Mustapha noted that, in 2023, much emphasis will be placed on in - creasing rice production with the investments being made in farm to market roads, the opening of new lands, construction of drying floors and the exploration of high-value yielding varieties.
However, A Partnership for National Unity/ Alliance For Change (APNU / AFC) Opposi- tion Parliamentarian, Vinceroy Jordan, accused the government of neglecting the sector and rice farmers.
He said: “Hundreds of acres of rice lands abandoned, left uncultivated because of the high cost of production. Yet, in Budget 2023, there is no measure to cushion this and to assist the hundreds of rice farmers to return to their daily living,”
Responding to the opposition MP’s statements, Mustapha said that some 170,000 hectares of rice will be planted in 2023, contributing further to the eight per cent increase that was recorded in 2022.

“When coming to this honourable House, come with facts, don’t come with baseless accusations,” Mustapha stated.
He said: “In the largest rice producing region, Region Five, the MMA/ADA [Mahaica
Mahaicony Abary - Agricultural Development Authority] scheme, the first crop and the first term in government we planted 100,000 hectares of rice in that area.”
However, Mustapha said that an additional 80,000 hectares of rice will be cultivated in Region Five, while 75,000 will cultivated in Region Six.

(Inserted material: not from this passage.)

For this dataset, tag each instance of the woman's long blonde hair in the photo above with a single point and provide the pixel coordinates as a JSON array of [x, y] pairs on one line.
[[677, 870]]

“We had the most devastating floods in the history of the country, where all the 10 regions were affected, but we persevered and this crop will rebound and plant another 80,000 acres in that area…Region Six, we will plant 75,000 acres and I am hoping by the end of this month we will cultivate approximately 200,000 of acres of rice.”
The increase in production, he said, will see the rice industry growing by 29.2 per cent in 2023.
Further responding to the heckling of opposition members, Mustapha reminded that it was the APNU+AFC regime that had closed four sugar estates, putting roughly 7,000 Guyanese citizens out of a job.